Wie viele es derzeit genau sind, das kann aufgrund der dezentralen Datenverarbeitung niemand sagen. Ohnehin, die meisten Warnmeldungen scheinen nicht weiter ins Gewicht zu fallen. Sie beruhen auf Begegnungen mit Infizierten, die die Warn-App aufgrund einer zu kurzen Dauer von unter 15 Minuten oder dank eines hinreichenden Sicherheitsabstands von über 1,5 Metern mit einem geringen Risiko bewertet haben.

Grün ist nicht rot

Wie man als Nutzer auf derlei Meldungen reagieren soll, ob panisch oder abgestumpft? Auch Gesundheitsminister Jens Spahn scheint da etwas ratlos zu sein: Die App zeige grüne und rote Risikobegegnungen, erklärte er gestern gegenüber Medienvertretern. Wenn es also grün sei, dann sei es nicht rot. Alles klar? Auch im Bekanntenkreis des Ministers habe derlei Ungenauigkeit übrigens gelegentlich schon zu Verwirrung geführt. Im Notfall also: Händewaschen, Abstand halten und Mund-Nasen-Schutz vors Gesicht!

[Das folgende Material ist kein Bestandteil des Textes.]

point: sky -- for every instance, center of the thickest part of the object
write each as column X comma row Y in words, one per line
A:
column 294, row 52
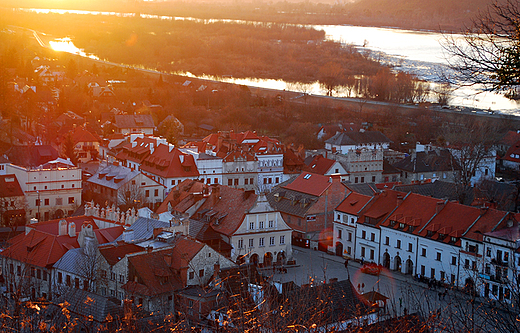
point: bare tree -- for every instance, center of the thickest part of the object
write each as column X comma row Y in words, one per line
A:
column 488, row 52
column 130, row 196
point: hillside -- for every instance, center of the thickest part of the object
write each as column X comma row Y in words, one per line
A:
column 443, row 15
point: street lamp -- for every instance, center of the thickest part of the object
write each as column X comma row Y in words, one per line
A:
column 39, row 204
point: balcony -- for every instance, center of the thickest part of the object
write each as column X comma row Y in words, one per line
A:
column 499, row 262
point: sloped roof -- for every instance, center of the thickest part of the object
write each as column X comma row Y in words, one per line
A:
column 380, row 207
column 309, row 183
column 319, row 164
column 83, row 135
column 143, row 228
column 407, row 212
column 431, row 161
column 9, row 187
column 181, row 193
column 513, row 153
column 438, row 189
column 355, row 138
column 353, row 203
column 113, row 176
column 114, row 252
column 168, row 163
column 31, row 156
column 133, row 121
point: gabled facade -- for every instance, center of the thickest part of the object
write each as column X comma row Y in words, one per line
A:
column 345, row 222
column 123, row 186
column 169, row 166
column 262, row 237
column 52, row 190
column 307, row 205
column 140, row 123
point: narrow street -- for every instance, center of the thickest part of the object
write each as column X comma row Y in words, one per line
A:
column 405, row 294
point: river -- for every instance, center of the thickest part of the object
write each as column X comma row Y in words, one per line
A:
column 418, row 52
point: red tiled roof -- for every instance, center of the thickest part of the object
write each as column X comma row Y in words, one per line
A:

Warum dann also 20 Millionen Euro für eine App, deren Nutzen in der Praxis mehr als zweifelhaft ist und auf die nicht einmal alle Corona-Testlabors in Deutschland mit einer digitalen Schnittstelle zugreifen wollen oder können? Die Antwort auf diese Frage hat Jens Spahn bei der Pressekonferenz nicht gegeben. Vielleicht findet sie sich aber in einem Interview, das er vor zwei Jahren der FAZ gegeben hat: „Es muss cool werden, dabei zu sein, für Ärzte und Patienten.“

Gemeint hatte der digital-affine Gesundheitsminister damals übrigens nicht die die Corona-Warn-App, sondern die Elektronische Gesundheitskarte samt Telematikinfrastruktur und elektronischer Patientenakte. 2,2 Milliarden Euro habe nach Schätzungen des Bundes der Steuerzahler aus dem Jahr 2017 allein schon die Hardwareentwicklung für dieses immer noch nicht abgeschlossene Projekt gekostet. Da sind 20 Millionen Euro fürs "appen" doch nun wirklich ein echt cooler Liebesdienst.